Amalia watches with pride as the women abandon first the pearls and then the heels and later, sometimes, half the makeup. The boys write blustery Hemingway knockoffs and the girls treacly, wafer-thin romance, but these women produce work that is honest, brutal, and reflective. Occasionally, one will get together with a college boy, and Amalia will watch the couple stroll the campus, arms tight around each other’s waists, and not acknowledge that the feeling masquerading as well-good-for-her friendliness is mostly I-wish-somebody-would-touch-me-like-that jealousy.
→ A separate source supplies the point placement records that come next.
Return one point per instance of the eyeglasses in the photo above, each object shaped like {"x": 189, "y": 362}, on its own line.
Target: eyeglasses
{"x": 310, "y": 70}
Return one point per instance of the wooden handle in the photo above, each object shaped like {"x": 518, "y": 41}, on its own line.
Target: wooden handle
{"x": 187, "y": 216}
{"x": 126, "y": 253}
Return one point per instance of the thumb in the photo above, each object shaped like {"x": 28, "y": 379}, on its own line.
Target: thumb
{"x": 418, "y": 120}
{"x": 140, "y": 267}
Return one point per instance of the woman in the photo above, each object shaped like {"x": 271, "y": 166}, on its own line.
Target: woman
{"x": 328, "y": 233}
Noon passes before she hunkers down to write. For once, Amalia is secure enough in the promise of the day and the state of her own mind to allow herself such leisure. Sure enough, as soon as she puts aside the upcoming week’s student poems and the Rilke collection she keeps on her desk and opens at random anytime she needs a quick booster of inspiration, Amalia is able to reenter her poem. The decoding of a second-stanza implication—a previously hidden and now self-evident note to herself—spurs Amalia to insert a new third stanza, and soon the poem is finding its true shape, filling out, growing voluptuous. She works from 12:30 to 3:00, pausing only to approve Linda’s request to go and play at Marcy’s house around the block, and when she stops writing, Amalia is the proud mother of a beautiful baby poem, helpless but healthy.
Only upon pausing does Amalia realize she is famished. She walks to the kitchen feeling like her husband. But while Tristan would merely shovel a few handfuls of something down his gullet and move on, Amalia believes in paying attention to what she is doing. She slices a tomato and some cheddar, melts a pat of butter in a pan, and grills herself a sandwich. It is cooling on the table and the pan is filling with tap water when the telephone rings.
“Hello, Amalia?” It is Mariko Van Horn. She’s never called before, but that accent is unmistakable. There’s a slight flutter to her voice; Amalia identifies it as the wobbliness of the initial reach toward a potential friend. Exacerbated, naturally, by the fact that Mariko is reaching not just out but up. Amalia chastises herself for the thought, but facts are facts. She is ten years Mariko’s senior, and has her own career, and the few times they have met, brought together by their husbands, Mariko has watched Amalia with an admiration she probably thinks is subtle. Amalia has been flattered, and amused, and treated her with sisterliness. Older sisterliness. She likes Mariko, but Amalia has never extended any invitation to a greater closeness.